Subject: Re: [boost] [OT?] SIMD and Auto-Vectorization (was Re: How to structurate libraries ?)
From: Dean Michael Berris (mikhailberis_at_[hidden])
Date: 2009-01-20 02:25:20
On Tue, Jan 20, 2009 at 9:01 AM, Patrick Mihelich
> I'm not sure how or why this turned into a discussion of the general
> concurrency problem in C++. This is interesting, certainly, but should
> probably be considered a separate topic from SIMD and auto-vectorization. It
> doesn't seem very fair to me to criticize a SIMD library for fighting one
> battle instead of winning the whole war; you could make similar criticisms
> of Boost.Thread or Boost.MPI, yet these are useful libraries.
I'm not about being fair: I am about tackling the issue from a larger
I am not criticizing a SIMD library in the sense that I don't think
other people will want to use it -- I personally think that being
wrapped in a DSEL makes it clever, but nonetheless the scope of the
problem is too narrowly defined. That means, *I* don't think putting
these groups of operations together needs to be that complicated.
> The sense I'm getting from this discussion is that SIMD code generation is
> uninteresting, and that we should stick our heads in the sand and wait for
> the Sufficiently Smart Compilers to come along. OK, I sympathize with this.
> Writing functions using SIMD intrinsics is a bit of a distraction from the
> computer vision tasks I actually care about, but I have time budgets to meet
> and usually some work of this type has to be done.
Actually, I think you're missing the point (at least from what I'm saying).
I'm saying SIMD code generation ought to be the job of the compiler(s)

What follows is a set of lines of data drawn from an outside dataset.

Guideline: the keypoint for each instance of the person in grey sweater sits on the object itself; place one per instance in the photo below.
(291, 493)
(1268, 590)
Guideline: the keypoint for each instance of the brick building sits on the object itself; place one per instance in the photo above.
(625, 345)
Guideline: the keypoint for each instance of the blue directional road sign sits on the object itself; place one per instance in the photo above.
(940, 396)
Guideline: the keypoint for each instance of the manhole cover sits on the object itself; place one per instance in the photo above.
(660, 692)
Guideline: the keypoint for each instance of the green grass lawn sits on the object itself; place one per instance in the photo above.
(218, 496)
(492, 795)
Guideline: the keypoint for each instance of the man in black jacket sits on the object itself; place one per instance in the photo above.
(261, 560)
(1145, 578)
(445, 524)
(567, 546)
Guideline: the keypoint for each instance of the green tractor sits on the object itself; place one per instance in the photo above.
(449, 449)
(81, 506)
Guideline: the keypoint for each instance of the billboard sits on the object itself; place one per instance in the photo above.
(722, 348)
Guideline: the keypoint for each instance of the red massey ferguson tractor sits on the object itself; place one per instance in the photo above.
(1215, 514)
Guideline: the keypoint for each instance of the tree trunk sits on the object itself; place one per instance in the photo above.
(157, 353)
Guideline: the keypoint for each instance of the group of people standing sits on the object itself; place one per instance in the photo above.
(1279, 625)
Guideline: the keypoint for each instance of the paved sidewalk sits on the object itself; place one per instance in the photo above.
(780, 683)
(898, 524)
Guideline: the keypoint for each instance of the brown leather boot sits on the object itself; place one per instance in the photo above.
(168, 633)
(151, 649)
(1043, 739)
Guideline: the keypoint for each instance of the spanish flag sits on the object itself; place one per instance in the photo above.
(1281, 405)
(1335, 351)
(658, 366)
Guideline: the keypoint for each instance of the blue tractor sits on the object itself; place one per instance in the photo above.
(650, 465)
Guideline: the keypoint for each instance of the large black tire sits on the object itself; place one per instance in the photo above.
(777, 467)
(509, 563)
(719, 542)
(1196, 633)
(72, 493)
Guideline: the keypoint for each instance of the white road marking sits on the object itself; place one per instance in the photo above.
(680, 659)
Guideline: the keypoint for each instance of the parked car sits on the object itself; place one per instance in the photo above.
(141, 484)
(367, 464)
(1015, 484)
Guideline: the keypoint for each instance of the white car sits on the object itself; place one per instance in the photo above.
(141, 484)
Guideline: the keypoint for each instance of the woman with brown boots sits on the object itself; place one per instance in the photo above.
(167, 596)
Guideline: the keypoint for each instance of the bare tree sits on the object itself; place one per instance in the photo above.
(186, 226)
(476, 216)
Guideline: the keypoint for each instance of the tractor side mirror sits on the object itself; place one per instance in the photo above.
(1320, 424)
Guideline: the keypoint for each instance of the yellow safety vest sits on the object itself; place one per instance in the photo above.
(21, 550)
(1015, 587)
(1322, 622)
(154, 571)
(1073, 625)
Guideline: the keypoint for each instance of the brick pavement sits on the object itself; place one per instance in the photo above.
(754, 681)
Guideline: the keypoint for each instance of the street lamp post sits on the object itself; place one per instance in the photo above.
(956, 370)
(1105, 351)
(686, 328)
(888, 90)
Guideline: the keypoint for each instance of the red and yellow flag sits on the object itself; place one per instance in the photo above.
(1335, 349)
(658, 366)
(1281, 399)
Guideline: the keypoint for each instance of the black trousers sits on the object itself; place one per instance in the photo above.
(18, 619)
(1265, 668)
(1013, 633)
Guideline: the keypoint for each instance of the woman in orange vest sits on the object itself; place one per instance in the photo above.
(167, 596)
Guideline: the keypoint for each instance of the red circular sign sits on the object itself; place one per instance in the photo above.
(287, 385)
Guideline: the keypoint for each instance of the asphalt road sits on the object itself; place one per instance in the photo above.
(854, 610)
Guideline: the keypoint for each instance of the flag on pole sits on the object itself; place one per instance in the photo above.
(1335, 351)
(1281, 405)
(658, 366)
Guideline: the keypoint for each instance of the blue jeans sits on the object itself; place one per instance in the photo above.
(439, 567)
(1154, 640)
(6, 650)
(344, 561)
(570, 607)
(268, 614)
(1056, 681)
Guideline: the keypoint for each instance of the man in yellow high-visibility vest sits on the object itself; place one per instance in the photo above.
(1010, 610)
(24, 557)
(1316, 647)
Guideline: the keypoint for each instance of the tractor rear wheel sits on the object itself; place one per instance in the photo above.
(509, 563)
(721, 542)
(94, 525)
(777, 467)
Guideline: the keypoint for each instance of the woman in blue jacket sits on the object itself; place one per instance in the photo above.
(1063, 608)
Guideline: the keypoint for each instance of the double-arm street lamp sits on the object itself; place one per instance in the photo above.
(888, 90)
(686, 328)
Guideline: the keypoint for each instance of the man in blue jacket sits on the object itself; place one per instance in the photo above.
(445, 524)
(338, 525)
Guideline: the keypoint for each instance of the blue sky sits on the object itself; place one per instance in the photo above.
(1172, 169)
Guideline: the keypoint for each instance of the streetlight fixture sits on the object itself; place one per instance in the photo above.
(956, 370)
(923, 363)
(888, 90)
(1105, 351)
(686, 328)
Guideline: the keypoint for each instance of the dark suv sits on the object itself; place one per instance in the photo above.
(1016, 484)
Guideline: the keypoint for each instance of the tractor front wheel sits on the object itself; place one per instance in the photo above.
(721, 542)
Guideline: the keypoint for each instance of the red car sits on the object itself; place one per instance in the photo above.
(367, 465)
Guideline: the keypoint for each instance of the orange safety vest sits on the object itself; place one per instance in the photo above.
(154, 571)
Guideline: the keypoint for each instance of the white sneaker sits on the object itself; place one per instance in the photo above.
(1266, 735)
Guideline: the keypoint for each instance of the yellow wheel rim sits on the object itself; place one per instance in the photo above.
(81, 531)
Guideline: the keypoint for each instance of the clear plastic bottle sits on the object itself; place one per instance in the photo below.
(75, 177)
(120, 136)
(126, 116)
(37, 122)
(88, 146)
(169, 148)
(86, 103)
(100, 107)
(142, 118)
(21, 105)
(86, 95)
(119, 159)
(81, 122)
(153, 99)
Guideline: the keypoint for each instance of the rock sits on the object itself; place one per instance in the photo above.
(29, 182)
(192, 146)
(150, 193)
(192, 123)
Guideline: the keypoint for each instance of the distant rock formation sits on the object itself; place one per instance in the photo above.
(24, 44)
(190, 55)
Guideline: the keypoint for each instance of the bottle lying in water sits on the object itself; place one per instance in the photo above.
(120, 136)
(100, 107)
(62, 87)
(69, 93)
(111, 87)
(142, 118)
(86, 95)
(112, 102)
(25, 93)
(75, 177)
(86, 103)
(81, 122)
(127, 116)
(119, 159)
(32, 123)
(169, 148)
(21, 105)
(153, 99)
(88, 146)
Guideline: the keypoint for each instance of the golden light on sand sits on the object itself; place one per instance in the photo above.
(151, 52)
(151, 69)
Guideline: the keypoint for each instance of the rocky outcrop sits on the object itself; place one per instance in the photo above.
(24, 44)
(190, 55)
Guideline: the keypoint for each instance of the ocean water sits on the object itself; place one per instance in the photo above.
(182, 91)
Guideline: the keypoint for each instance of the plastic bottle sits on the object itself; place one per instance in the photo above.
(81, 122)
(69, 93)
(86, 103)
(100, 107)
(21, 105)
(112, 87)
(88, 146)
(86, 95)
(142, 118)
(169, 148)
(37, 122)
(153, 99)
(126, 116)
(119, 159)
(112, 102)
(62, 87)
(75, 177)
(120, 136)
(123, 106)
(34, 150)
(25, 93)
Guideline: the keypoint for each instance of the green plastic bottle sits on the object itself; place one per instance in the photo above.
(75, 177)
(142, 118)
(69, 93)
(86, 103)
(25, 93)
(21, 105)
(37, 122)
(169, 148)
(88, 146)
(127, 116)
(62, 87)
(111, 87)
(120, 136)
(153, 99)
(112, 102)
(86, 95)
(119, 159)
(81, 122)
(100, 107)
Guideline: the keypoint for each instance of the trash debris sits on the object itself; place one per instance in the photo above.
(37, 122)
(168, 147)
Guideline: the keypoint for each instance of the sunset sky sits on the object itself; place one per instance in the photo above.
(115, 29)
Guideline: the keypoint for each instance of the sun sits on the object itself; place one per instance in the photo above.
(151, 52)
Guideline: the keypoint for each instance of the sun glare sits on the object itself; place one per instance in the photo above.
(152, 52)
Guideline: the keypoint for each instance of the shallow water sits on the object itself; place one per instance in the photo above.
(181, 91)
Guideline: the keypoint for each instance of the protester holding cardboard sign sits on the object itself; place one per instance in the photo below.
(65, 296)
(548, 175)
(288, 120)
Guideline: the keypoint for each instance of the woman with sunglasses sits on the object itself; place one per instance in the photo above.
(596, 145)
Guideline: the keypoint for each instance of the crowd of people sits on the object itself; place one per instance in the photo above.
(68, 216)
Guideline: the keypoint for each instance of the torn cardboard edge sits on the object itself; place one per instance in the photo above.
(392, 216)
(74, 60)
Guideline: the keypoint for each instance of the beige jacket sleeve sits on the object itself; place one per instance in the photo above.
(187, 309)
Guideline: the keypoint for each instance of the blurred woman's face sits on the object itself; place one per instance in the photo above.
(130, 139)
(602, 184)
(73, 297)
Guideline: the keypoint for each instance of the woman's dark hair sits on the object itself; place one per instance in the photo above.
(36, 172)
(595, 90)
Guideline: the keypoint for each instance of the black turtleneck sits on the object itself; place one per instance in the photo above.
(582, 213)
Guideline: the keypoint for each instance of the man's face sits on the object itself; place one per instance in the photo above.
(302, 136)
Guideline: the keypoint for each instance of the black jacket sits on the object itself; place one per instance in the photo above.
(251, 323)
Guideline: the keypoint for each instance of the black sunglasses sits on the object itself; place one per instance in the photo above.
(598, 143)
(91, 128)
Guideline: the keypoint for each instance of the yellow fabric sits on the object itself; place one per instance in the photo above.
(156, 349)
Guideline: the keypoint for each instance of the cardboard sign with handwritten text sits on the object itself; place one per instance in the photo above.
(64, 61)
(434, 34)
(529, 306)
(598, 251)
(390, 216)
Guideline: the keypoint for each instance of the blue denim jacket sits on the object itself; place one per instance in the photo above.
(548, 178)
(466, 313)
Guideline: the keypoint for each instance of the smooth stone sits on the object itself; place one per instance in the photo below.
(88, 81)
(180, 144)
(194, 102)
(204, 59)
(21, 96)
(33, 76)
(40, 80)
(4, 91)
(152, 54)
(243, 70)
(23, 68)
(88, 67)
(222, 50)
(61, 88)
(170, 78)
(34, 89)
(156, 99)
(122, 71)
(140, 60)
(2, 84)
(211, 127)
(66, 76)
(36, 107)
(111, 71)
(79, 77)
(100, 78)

for the platforms where they make sense. Now *if* you wanted to be
able to specifically make it work, you can do something that others
have already been doing: adding a layer of indirection.
Now this layer of indirection can be as clever as a DSEL (which I
don't think it needs to be) or as simple as a function that switches
implementations at compile time using preprocessor macros or some
other facility. Now if you needed to optimize a set of operations that
are specific to your field (like for example, applying a blur on a set
of pixels represented by a set of floats) then I wouldn't find it hard
to imagine having that specific part hand-optimized for your need.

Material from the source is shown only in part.